Call for Papers

Vielfältige (widersprüchliche) Transformationen in krisenhaften Zeiten

Deadline: 30. September 2022

Die aktuelle globale und nationale gesellschaftliche Situation verdient Diagnosen wie ›tiefgreifende Umbrüche, die ein weiter so nicht mehr zulassen‹ (Nicole Burzan), ›existenzielle Probleme bzw. Krisen‹ (Thomas Scheffer und Robert Schmidt), oder ›Vielfachkrisen‹ (Alex Demirovic und Andrea Maihofer). Das Verhältnis von Mensch und Natur, von Mensch und Technik, aber auch von Gesellschaft und Wirtschaft
befindet sich im krisenhaften Umbruch. Dies sind Diagnosen zu Entwicklungen, die sich nicht erst seit der Zuspitzung ökologischer Probleme, dem Ausbruch von Corona oder dem Krieg in der Ukraine zeigen.
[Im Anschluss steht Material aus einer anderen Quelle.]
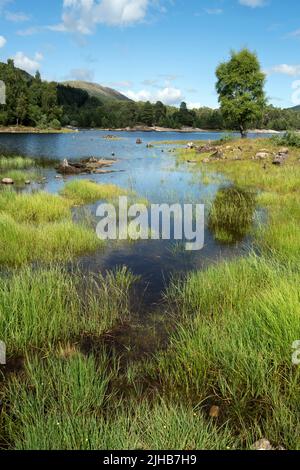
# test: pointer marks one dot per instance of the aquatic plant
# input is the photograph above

Karl Polanyi, der vor allem von Kolleg*innen der Wirtschaftssoziologie wiederentdeckt wurde, hat 1944 von der ›Großen Transformation‹ gesprochen, um damit die verschränkte Herausbildung von Marktwirtschaft und Nationalstaaten in Folge der Industrialisierung zu kennzeichnen.

Dieser Begriff fand Eingang in die Terminologie des Wissenschaftlichen Beirats der Bundesregierung für globale Umweltfragen (WBGU), der angesichts der globalen gesellschaftlichen Folgen des anthropogen verursachten Klimawandels einen ›veränderten Gesellschaftsvertrag‹ gefordert hat. Transformation als Konzept taucht in den unterschiedlichsten gesellschaftlichen Feldern auf. Es lässt sich zudem beobachten, dass Transformationsprozesse unterschiedliche Treiber aufweisen. Wird die digitale Transformation vor allem von der Wirtschaft vorangetrieben, so ist die sozial-ökologische Transformation immer noch ein gesellschaftliches Thema.
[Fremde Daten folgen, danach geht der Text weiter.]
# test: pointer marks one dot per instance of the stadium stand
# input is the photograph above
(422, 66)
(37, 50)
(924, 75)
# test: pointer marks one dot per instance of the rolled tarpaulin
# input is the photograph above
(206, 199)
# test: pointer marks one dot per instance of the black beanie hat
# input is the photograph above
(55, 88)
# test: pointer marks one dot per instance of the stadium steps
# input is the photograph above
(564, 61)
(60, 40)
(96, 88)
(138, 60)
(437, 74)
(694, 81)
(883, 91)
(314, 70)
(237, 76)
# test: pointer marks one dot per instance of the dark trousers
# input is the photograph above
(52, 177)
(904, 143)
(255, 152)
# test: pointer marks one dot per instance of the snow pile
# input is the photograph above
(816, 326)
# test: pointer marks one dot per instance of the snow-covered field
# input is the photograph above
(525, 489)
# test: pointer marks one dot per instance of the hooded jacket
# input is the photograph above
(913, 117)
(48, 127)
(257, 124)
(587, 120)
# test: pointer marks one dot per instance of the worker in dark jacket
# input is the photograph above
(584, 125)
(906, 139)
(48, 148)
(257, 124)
Das Transformation also in ganz unterschiedlicher Gestalt daherkommt, dass sie unvorhersehbar oder unvorhergesehen geschieht, oder dass sie – zumindest von Teilen der Gesellschaft - gewünscht wird, und vielleicht gerade nicht das Normale konstituiert, sondern Anomalien, Dystopien und Utopien mit sich führt, sind unsere Ausgangsüberlegungen für diesen Band.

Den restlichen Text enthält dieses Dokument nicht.